Radical versions of physicalism fail at the level of our intuitions. I don’t mean to suggest by this that our intuitions are the last word on what can be accepted as true or false, but we do rely on our intuitions where neither the force of logic or the evidence of sense supports one account at the expense of all other accounts of complex phenomena.

Thoughts are not like things, and feelings have no shape.

This is sufficient for most people, even keeping an open mind, to regard the physicalist agenda as excessively optimistic, if not grandiose. That such assessments might be premature, has been suggested by more than one philosopher. Galen Strawson in Mental Reality argues that the real problem with physicalism is that we simply do not know enough about matter itself.
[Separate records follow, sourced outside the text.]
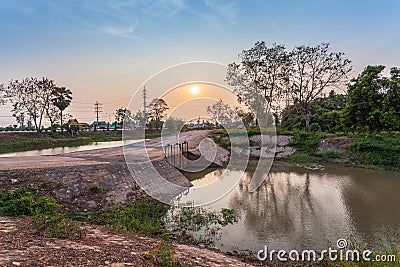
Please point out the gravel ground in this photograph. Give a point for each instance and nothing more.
(99, 246)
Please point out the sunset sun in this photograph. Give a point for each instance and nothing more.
(194, 90)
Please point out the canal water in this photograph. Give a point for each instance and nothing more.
(68, 149)
(297, 208)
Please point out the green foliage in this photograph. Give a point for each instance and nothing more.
(330, 154)
(307, 142)
(374, 101)
(17, 203)
(314, 127)
(95, 188)
(325, 111)
(45, 211)
(162, 255)
(378, 151)
(300, 158)
(142, 216)
(198, 225)
(50, 221)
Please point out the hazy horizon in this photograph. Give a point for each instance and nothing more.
(104, 50)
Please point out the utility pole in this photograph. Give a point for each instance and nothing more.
(97, 109)
(144, 93)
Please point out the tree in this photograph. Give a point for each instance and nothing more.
(364, 101)
(391, 103)
(173, 125)
(31, 97)
(312, 70)
(158, 111)
(260, 78)
(62, 98)
(123, 115)
(140, 118)
(246, 116)
(222, 114)
(53, 114)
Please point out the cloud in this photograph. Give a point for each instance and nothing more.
(167, 8)
(226, 9)
(121, 31)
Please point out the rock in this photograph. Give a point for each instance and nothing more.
(283, 152)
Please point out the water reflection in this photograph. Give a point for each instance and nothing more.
(63, 150)
(297, 208)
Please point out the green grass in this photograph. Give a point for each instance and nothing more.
(144, 216)
(37, 144)
(330, 154)
(45, 211)
(378, 151)
(307, 142)
(300, 158)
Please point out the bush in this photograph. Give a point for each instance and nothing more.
(315, 127)
(300, 158)
(50, 221)
(142, 216)
(378, 151)
(45, 211)
(17, 203)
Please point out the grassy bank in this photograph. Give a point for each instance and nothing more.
(379, 151)
(144, 216)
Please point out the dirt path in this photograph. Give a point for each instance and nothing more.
(21, 246)
(69, 177)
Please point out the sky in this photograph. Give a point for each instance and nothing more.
(104, 50)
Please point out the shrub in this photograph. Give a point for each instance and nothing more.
(45, 211)
(307, 142)
(95, 188)
(142, 216)
(315, 127)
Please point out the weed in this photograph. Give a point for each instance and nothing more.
(95, 188)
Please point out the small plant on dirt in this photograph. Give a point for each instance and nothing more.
(163, 253)
(50, 221)
(95, 188)
(45, 211)
(198, 225)
(142, 216)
He calls himself an agnostic materialist and he puts his position this way:

According to agnostic materialism, the idea that the mind-body problem is particularly perplexing flows from our unjustified and relatively modern faith that we have an adequate grasp of the fundamental nature of matter, as some crucial general level of understanding, even if we are still uncertain about many details.

Galen Strawson remains committed to monism, to monistic physicalism, nonetheless. But he must remain neutral, or as he would have it, agnostic, as to just what the physics of it all might in the future turn out to be. I regard this as a modest position to take, one that, at some level, I suspect all conjectures about the nature matter, accept. It adds nothing to the debate, however, except that small clause about how science at this point cannot explain everything.

Although the age of Newton (not to mention achievements in the ancient world) have supplied us with detailed descriptions of the physical world at the macro-level, it is important to keep in mind that at the micro-level, at the level of particles, the science of physics is a fairly young subject. It is not only young, but by historic standards entirely surprising. I’m not sure how physicists prior to 1900 would have reacted to the fact that, for example, the neutral B meson goes from its particle to its anti-particle state at a rate of some three trillion times each second. They never faced such a challenge, in part because the measurement of such events, occurring at such a rate, was simply impossible. And what might they have said about there being six flavors of quarks, not to mention a strange quark, into the bargain.

In all, then, the expectation that physics will provide an increasingly detailed and perhaps evermore surprising account of the material world is sound and sensible. Agnostic materialism I argue is a non-position. While sound and sensible, it is just as problematic as all forms of agnosticism are. Except for the materialism, it is not a position about the ontology of the universe. It is merely an epistemological posture one takes with regard to things one cannot ultimately know all the things there is to know about it.

It would also seem sensible to conclude even at this early date that if consciousness proves to be something finally and ultimately physical, it will surely not be at the macro-level of chunks of brain tissue, but at the level of sub-particles. Accordingly, if the physicalist is to press on with attempts to ground consciousness in physics, there is good reason to believe that quantum physics will ultimately seal the causal closure debate.